Alibaba’s SkillWeaver Cuts AI Agent Token Use by 99% Through Smarter Tool Routing

As enterprise AI systems scale to handle complex workflows, practitioners face a growing challenge: routing subtasks to the right tools among hundreds or even thousands available. A new framework from Alibaba researchers aims to solve this efficiency bottleneck.

The Tool Routing Problem

Modern AI agents can have hundreds of tools and skills at their disposal, but determining which one to use for each step of a workflow quickly overwhelms context limits. Exposing an entire tool library to an LLM consumes hundreds of thousands of tokens per request.

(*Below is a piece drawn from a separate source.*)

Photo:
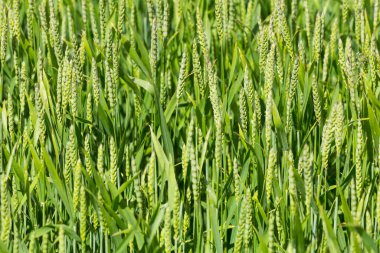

“Exposing an entire library to an LLM to find the right tool is highly inefficient, quickly overwhelms context limits, and consumes hundreds of thousands of tokens,” noted researchers in their paper.

How SkillWeaver Works

The framework introduces Skill-Aware Decomposition (SAD), a technique that uses a feedback loop to enable the agent to fetch and vet relevant tool candidates iteratively. The system operates in three stages:

Decompose — An LLM breaks complex user queries into sequences of sub-tasks
Retrieve — An embedding model compares each sub-task against the skill library
Compose — A planner evaluates retrieved candidates for inter-skill compatibility

The key innovation is the SAD feedback loop, which solves a common problem: LLMs often produce generic step descriptions that fail to match the specific, technical vocabulary of actual tools. SAD works by having the LLM draft an initial plan, conduct a preliminary search, and then feed retrieved skills back as hints to rewrite the decomposition.

Dramatic Results

In experiments using a library of 2,209 real-world skills from the MCP ecosystem, SkillWeaver reduced token consumption by more than 99% compared to naive approaches that stuff all tool names into prompts.

The framework also improved accuracy significantly. A lightweight 7-billion parameter model achieved only 51% decomposition accuracy in vanilla setups. With SAD activated, accuracy jumped to 67.7%—and reached 92% with the larger Qwen-Max model. On hard tasks requiring four to five distinct skills, SAD improved accuracy by 50%.

Perhaps surprisingly, larger models sometimes performed worse without guidance—the 14-billion parameter model saw accuracy plummet below the 7B model because it over-decomposed tasks into unnecessary steps. SAD anchored the model back to reality.

The research will be presented at ArXiv and represents a significant step toward practical multi-tool AI agent deployments.